Promoting Sexual Function

Individuals may benefit from meeting with a sexual counselor to explore other ways of sharing intimacy and to also be educated on other available options depending on the type of dysfunction experienced (Hinkle & Cheever, 2018). Factors such as bowel and bladder incontinence may also inhibit sexual desire (Honan, 2019). 

Males experiencing erectile dysfunction may benefit from oral medications such as sildenafil citrate (Viagra), tadalafil (Cialis), or vardenafil hydrochloride (Levitra). Other options to obtain an erection include injectable medications, such as papaverine or prostaglandin E and mechanical devices (Bauldoff et al., 2020). 

Females experiencing vaginal dryness may benefit from use of water-soluble lubricants (Bauldoff et al., 2020).
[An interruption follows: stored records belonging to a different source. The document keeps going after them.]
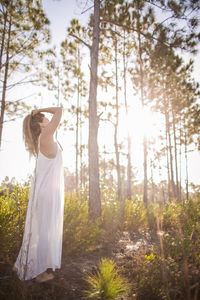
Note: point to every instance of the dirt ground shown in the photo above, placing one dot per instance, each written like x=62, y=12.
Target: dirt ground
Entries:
x=69, y=283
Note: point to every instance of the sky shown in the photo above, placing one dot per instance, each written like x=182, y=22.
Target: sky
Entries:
x=14, y=159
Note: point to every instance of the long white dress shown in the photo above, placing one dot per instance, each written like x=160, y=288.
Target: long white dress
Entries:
x=42, y=240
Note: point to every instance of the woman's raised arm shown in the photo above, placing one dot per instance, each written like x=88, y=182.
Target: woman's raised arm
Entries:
x=54, y=122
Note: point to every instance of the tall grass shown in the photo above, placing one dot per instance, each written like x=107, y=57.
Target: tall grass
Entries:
x=106, y=283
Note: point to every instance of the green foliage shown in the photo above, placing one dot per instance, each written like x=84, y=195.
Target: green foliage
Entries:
x=80, y=233
x=106, y=284
x=171, y=271
x=135, y=217
x=13, y=205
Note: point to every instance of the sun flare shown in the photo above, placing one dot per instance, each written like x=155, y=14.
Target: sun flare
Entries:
x=141, y=122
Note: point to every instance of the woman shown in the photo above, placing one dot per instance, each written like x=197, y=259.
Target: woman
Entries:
x=42, y=241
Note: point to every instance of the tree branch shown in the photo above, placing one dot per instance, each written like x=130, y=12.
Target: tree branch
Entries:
x=136, y=30
x=80, y=40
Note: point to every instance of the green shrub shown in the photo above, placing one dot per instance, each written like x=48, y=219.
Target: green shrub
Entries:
x=13, y=206
x=79, y=232
x=106, y=283
x=135, y=215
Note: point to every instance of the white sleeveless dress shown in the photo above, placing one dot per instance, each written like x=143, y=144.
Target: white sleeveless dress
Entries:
x=42, y=240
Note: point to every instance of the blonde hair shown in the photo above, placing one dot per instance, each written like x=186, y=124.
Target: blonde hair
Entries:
x=31, y=132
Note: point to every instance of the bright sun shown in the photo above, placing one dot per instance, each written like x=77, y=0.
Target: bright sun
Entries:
x=141, y=122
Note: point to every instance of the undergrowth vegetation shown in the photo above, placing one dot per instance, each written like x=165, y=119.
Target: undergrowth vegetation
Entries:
x=170, y=271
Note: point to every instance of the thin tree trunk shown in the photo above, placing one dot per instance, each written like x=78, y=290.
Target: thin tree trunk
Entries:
x=175, y=157
x=128, y=195
x=3, y=100
x=170, y=157
x=145, y=196
x=77, y=123
x=180, y=163
x=116, y=128
x=167, y=154
x=186, y=169
x=94, y=190
x=3, y=38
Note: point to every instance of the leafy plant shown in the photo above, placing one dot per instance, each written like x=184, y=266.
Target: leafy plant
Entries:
x=135, y=216
x=106, y=283
x=79, y=232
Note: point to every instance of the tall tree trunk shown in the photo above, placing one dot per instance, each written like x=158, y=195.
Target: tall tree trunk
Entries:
x=180, y=163
x=186, y=169
x=128, y=195
x=167, y=154
x=94, y=189
x=77, y=123
x=3, y=100
x=119, y=188
x=145, y=196
x=170, y=158
x=175, y=157
x=3, y=37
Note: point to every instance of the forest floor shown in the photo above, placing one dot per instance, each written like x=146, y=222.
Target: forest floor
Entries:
x=69, y=283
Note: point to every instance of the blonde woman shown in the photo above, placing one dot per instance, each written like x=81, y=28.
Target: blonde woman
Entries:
x=42, y=240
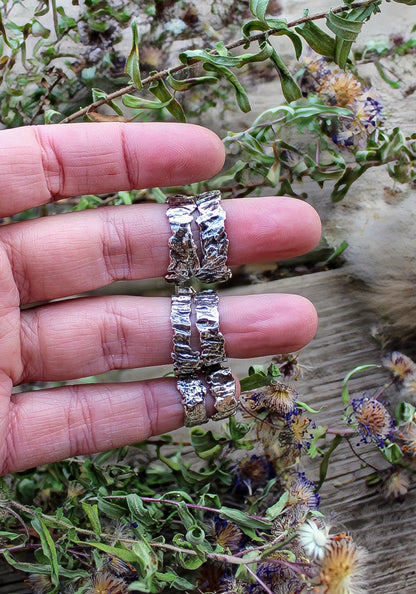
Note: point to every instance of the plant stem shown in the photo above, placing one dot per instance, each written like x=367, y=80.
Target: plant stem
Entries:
x=164, y=73
x=259, y=581
x=213, y=510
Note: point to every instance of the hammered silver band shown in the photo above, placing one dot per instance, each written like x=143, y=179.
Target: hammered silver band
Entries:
x=207, y=323
x=219, y=379
x=187, y=306
x=184, y=261
x=185, y=359
x=214, y=241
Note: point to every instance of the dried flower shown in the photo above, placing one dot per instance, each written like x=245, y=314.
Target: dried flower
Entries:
x=299, y=425
x=397, y=484
x=342, y=568
x=212, y=578
x=119, y=567
x=227, y=534
x=105, y=583
x=408, y=390
x=407, y=437
x=373, y=420
x=400, y=365
x=303, y=491
x=252, y=473
x=314, y=538
x=151, y=57
x=277, y=398
x=289, y=365
x=340, y=88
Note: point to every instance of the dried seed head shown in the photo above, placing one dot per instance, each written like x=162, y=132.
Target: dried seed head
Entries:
x=342, y=568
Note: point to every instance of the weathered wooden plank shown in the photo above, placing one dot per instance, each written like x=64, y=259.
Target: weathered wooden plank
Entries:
x=343, y=341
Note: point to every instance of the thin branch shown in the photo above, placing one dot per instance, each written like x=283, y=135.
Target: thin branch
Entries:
x=164, y=73
x=213, y=510
x=259, y=580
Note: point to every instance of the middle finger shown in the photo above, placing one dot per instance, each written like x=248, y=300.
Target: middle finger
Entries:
x=74, y=253
x=89, y=336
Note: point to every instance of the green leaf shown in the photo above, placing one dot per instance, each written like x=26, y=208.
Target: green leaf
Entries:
x=346, y=29
x=48, y=547
x=405, y=412
x=188, y=83
x=350, y=175
x=52, y=116
x=133, y=63
x=275, y=510
x=139, y=103
x=240, y=93
x=317, y=39
x=323, y=468
x=206, y=445
x=159, y=196
x=44, y=569
x=10, y=535
x=337, y=252
x=110, y=509
x=195, y=535
x=160, y=90
x=306, y=407
x=290, y=89
x=392, y=453
x=345, y=394
x=92, y=513
x=98, y=94
x=243, y=519
x=119, y=551
x=259, y=8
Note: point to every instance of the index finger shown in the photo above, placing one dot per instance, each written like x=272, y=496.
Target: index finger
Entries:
x=40, y=164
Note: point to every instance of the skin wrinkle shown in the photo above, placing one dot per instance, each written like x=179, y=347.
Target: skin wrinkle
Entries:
x=109, y=327
x=114, y=331
x=116, y=247
x=52, y=167
x=80, y=428
x=150, y=418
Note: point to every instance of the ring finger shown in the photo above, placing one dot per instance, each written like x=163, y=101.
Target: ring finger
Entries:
x=89, y=336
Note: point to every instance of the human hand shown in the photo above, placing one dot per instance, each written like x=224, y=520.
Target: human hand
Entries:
x=61, y=256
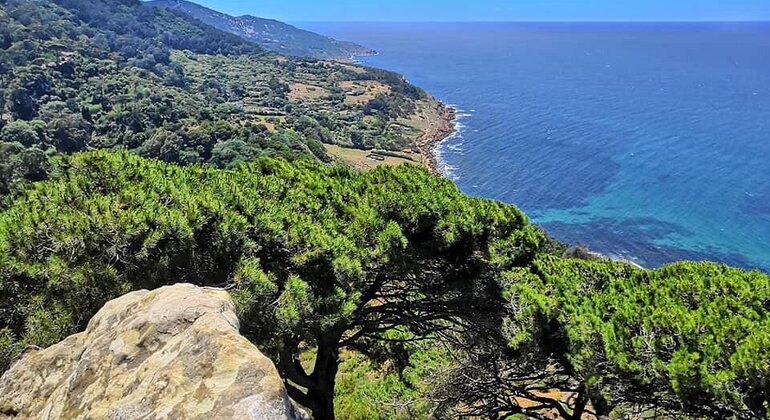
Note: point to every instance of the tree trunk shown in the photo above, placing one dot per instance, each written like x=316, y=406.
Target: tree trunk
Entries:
x=324, y=379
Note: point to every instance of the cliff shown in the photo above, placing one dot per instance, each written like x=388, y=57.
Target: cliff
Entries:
x=171, y=353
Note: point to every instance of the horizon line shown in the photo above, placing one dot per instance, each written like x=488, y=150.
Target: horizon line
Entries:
x=538, y=21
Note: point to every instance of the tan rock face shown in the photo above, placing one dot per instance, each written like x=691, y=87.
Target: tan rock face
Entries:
x=171, y=353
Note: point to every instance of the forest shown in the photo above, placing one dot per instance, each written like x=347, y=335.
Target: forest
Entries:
x=459, y=304
x=83, y=75
x=140, y=148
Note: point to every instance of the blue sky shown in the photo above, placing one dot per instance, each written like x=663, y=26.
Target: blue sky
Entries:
x=496, y=10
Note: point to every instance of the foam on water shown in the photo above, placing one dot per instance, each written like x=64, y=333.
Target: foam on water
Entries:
x=644, y=141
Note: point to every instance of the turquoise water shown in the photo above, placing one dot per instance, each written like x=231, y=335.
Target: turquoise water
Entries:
x=643, y=141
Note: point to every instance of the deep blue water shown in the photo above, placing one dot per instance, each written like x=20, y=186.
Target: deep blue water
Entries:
x=649, y=142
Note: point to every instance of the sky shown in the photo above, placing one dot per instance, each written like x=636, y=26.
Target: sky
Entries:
x=495, y=10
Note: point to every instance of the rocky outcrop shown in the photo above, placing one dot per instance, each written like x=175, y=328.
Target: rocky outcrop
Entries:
x=171, y=353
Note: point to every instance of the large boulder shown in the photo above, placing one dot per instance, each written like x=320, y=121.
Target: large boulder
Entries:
x=170, y=353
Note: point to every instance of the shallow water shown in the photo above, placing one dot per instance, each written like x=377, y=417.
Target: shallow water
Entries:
x=643, y=141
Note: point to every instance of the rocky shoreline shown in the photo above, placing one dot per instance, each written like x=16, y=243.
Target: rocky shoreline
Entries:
x=438, y=132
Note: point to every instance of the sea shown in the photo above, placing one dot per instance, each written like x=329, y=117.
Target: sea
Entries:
x=643, y=141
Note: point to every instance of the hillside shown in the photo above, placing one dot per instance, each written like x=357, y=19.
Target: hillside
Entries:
x=387, y=286
x=140, y=148
x=114, y=74
x=268, y=33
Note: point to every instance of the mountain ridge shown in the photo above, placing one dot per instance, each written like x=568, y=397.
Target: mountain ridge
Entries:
x=271, y=34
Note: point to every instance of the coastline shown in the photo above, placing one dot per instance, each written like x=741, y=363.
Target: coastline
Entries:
x=437, y=133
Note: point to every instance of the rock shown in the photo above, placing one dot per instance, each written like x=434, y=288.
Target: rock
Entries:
x=171, y=353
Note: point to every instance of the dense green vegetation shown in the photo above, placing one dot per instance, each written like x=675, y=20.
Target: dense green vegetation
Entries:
x=386, y=294
x=270, y=34
x=79, y=75
x=328, y=264
x=319, y=257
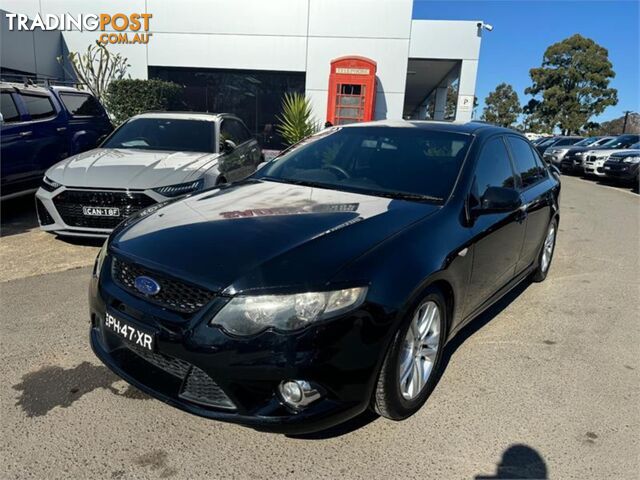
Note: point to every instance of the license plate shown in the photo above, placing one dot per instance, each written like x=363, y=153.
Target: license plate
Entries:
x=128, y=332
x=101, y=211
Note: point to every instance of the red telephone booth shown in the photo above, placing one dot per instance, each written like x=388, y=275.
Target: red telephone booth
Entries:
x=352, y=90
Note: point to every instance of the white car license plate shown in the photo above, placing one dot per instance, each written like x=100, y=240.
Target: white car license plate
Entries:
x=101, y=211
x=129, y=333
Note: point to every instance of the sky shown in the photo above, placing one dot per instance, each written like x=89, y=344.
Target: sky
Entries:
x=523, y=29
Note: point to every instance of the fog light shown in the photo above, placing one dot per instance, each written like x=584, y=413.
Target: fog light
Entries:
x=298, y=393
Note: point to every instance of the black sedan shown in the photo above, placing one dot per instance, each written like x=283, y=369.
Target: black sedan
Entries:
x=329, y=282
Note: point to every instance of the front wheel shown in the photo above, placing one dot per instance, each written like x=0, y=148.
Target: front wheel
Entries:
x=546, y=253
x=410, y=368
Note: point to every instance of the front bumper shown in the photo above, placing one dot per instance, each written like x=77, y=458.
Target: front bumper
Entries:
x=51, y=219
x=594, y=167
x=341, y=356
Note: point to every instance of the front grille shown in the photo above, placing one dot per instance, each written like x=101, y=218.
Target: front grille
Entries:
x=43, y=214
x=177, y=368
x=174, y=294
x=197, y=386
x=70, y=205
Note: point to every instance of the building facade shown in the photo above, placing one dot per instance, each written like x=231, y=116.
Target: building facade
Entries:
x=242, y=55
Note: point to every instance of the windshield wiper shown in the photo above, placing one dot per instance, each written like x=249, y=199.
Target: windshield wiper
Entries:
x=416, y=197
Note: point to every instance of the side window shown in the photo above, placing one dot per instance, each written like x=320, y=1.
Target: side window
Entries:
x=233, y=130
x=227, y=133
x=8, y=108
x=38, y=106
x=81, y=105
x=493, y=168
x=243, y=132
x=527, y=167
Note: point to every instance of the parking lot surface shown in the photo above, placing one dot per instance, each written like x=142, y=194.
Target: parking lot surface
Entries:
x=544, y=385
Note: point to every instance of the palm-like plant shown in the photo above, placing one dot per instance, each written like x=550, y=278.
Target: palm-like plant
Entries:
x=296, y=119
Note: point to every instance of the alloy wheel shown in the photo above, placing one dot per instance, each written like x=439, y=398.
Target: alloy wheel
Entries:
x=419, y=349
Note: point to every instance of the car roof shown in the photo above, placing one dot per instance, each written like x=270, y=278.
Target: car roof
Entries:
x=210, y=117
x=468, y=128
x=14, y=86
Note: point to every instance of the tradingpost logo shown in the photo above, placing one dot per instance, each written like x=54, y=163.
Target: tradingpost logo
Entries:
x=119, y=28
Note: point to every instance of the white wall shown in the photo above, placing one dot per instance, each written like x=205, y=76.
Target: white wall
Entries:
x=285, y=35
x=450, y=40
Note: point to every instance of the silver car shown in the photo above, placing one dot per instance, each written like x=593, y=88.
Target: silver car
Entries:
x=150, y=158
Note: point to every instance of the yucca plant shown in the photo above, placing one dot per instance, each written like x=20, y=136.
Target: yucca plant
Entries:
x=296, y=119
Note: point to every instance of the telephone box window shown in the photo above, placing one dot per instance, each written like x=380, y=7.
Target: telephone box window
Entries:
x=352, y=85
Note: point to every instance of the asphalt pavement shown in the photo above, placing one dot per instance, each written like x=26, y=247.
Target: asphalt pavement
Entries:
x=544, y=385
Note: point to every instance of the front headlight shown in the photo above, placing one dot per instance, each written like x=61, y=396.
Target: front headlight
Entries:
x=180, y=188
x=97, y=266
x=248, y=315
x=49, y=185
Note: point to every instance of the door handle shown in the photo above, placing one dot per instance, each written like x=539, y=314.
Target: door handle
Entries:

Strengthening Coping Mechanisms

Because MS typically appears in individuals in the early stage of life, career and family responsibilities are often affected. It is important to stress that no two individuals with MS will have identical symptoms or course of disease.  While some experience significant disability early after the onset of the disease, others have a near-normal lifespan with minimal disability. Role function within a family may change with others taking on the previous role of the affected individual as well as the role of caregiver. The role of the nurse includes supporting the affected individual and family members in efforts to reduce stress and cope with the chronicity of the disease. These include referrals to home health services, individual and family counseling, and local chapters of the National MS Society (Hinkle & Cheever, 2018). 

Future Research and Trends

Interestingly, women who are pregnant typically do not experience relapses during pregnancy. This suggests that further research needs to be done on the protective effects of hormones (Honan, 2019). The long-term adverse effects of the newer oral immunomodulators need further study and comparison to each other with respect to effectiveness and severity of adverse effects. 

References

Bauldoff, G., Gubrud, P. & Carno, M. (2020). LeMone & Burke’s Medical-Surgical Nursing Clinical Reasoning in Patient Care (7th ed.). Hoboken, New Jersey: Pearson Education

Hinkle, J. & Cheever, K. (2018). Brunner & Suddarth’s Textbook of Medical-Surgical Nursing (14th ed.). Philadelphia: PA. Wolters Kluwer

Hoffman, J. & Sullivan, N. (2017). Medical Surgical Nursing Making Connections to Practice. Philadelphia: PA. F.A Davis Company 

Honan, L. (2019). Focus on Adult Health Medical-Surgical Nursing (2nd ed.). Philadelphia, PA.: Wolters Kluwer. 

National Institutes of Health (2019). Multiple Sclerosis. Retrieved from https://ghr.nlm.nih.gov/art/large/multiple-sclerosis.jpeg

National Multiple Sclerosis Society (n.d.a). Retrieved July 27, 2019 from https://www.nationalmssociety.org/What-is-MS/Types-of-MS/Primary-progressive-MS; 

National Multiple Sclerosis Society (n.d.b). Retrieved July 27, 2019 from https://www.nationalmssociety.org/What-is-MS/Types-of-MS/Relapsing-remitting-MS; 

National Multiple Sclerosis Society (n.d.c). Retrieved July 27, 2019 from https://www.nationalmssociety.org/What-is-MS/Types-of-MS/Secondary-progressive-MS

National Multiple Sclerosis Society (n.d.d). Retrieved July 27, 2019 from https://www.nationalmssociety.org/Treating-MS/Medications/Tysabri-®; 

Smelkowska, A., Wilkiewicz, M., Grabowska-Fudala, & Jaracz, K. (2018). Immunomodulating treatment of multiple sclerosis – the tasks and role of a neurological nurse. The Journal of Neurological and Neurosurgical Nursing, 7(4), 160 – 165. 

Vallerand, A. & Sanoski, C. (2017). Davis’s Dug Guide for Nurses (15th ed.). Philadelphia: PA. F.A Davis Company 

Wilson, B., Shannon, M. & Shields, K. (2017). Pearson Nurse’s Drug Guide. Hoboken, NJ: Pearson Education, Inc.